Palestine soup has nothing whatever to do with Palestine. It seems to have been given that name because it’s made with Jerusalem artichokes. Jerusalem artichokes have nothing whatever to do with Jerusalem and aren't artichokes. Anything that odd just has to be good. In fact, it’s one of my favourite vegetable soups and it so happens that it’s also very easy to make and, thankfully, low in fat.
I first came across Palestine soup in cookery books dating back to the early 1900s, but I think the dish is a fair bit older than that. Most recipes combine the Jerusalem artichokes with turnips or potatoes, which maintain the creamy white colour of the finished soup. I like to add carrot, which provides a nice touch of sweetness but does change the colour. (Unless you can find a heritage variety of white carrot).
A few years ago, Mark Hix published a Palestine soup recipe with some hazelnuts added, inspired by Auguste Escoffier’s ‘Purée de Topinambour’. The hazelnuts enhance the flavour of the Jerusalem artichokes beautifully, so I've borrowed that idea.
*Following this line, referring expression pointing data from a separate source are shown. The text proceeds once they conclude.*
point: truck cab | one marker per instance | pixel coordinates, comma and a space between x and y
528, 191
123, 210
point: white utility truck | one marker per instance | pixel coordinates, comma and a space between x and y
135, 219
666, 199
Clearly Escoffier knew what he was talking about – as does Mark Hix, of course.
This will make 3 hearty lunch portions or will serve 4 to 6 as a starter.
½ onion, finely chopped
2 carrots, medium-sized
1 heaped tbsp uncooked basmati or long grain rice
300 ml vegetable stock
150 ml milk (semi-skimmed is fine)
300 g Jerusalem artichokes, prepared weight
Small handful of shelled hazelnuts
A little lemon juice
Add a small amount of oil to a pan and cook the onion gently for at least five minutes until it starts to soften without colouring. Meanwhile, peel and slice the carrots finely. Add the carrot and rice to the pan and pour over the stock and milk. Cover the pan, bring to a simmer and let it gently bubble away for 20 minutes.
Meanwhile, peel and slice the Jerusalem artichokes quite finely. Place the slices into water with a little lemon juice added to prevent discolouration. At the end of 20 minutes simmering, add the Jerusalem artichokes to the pan, season with a little salt and pepper (white pepper is best to maintain the colour), cover the pan again and bring back to a simmer. Keep the pot simmering for another 10 – 15 minutes or until the carrots and artichokes are tender.
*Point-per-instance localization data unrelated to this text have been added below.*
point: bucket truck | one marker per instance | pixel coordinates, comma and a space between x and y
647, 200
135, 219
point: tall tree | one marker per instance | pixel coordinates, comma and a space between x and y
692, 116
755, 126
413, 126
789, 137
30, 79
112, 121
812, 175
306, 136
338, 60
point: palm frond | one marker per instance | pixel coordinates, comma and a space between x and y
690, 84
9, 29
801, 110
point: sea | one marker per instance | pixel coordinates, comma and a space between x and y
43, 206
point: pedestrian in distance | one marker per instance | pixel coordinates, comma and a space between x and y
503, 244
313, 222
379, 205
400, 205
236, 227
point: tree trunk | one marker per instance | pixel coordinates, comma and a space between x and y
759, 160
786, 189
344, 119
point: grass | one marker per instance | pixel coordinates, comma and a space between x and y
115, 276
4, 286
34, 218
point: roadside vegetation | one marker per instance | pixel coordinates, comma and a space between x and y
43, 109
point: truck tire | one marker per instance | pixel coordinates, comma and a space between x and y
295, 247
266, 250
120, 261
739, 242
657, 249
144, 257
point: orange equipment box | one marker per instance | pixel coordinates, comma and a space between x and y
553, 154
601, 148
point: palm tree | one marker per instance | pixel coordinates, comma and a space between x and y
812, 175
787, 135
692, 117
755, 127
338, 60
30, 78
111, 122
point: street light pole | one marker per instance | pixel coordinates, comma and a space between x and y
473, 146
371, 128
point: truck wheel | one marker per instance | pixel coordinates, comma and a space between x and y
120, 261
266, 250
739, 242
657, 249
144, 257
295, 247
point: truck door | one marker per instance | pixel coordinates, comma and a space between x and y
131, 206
Meanwhile, lightly toast the hazelnuts. You can do this in a dry pan over a low heat or simply place them in a medium oven for 4 or 5 minutes. Be careful to avoid burning them.
Remove the pan from the heat and allow the mixture to cool a little. Add the toasted hazelnuts and liquidise. If you're being very fussy, you can pass the soup through a fine sieve, but I don't usually get that fussy.
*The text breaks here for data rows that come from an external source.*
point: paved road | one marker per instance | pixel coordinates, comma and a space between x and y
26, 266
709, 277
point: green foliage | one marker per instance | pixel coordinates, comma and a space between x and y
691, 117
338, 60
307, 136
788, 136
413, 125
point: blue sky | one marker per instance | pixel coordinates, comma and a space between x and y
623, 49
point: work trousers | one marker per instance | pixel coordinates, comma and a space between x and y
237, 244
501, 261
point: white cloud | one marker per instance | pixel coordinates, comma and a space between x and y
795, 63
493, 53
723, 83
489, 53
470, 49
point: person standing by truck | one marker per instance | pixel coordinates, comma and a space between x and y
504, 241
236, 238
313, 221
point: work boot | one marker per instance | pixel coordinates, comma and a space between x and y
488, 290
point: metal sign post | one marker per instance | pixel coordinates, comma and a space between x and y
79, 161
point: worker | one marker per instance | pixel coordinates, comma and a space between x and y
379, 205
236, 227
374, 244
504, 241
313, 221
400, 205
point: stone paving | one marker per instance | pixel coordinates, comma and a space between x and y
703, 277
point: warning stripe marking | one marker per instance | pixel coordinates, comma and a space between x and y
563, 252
Adjust the seasoning and add a dash of lemon juice if it needs it. Croutons are good with this soup, if you fancy them, and a sprinkling of parsley does no harm either. Many recipes finish this soup by adding cream. That does give it a touch of luxury, but I really don't think the soup needs it and I prefer to keep it low in fat.
By the way, Jerusalem artichoke plants are rather like spindly, slightly unsuccessful sunflowers. They’re easy to grow but, since the plants can be very large (10 – 15 feet tall is not unusual), you’ll need a fair bit of space.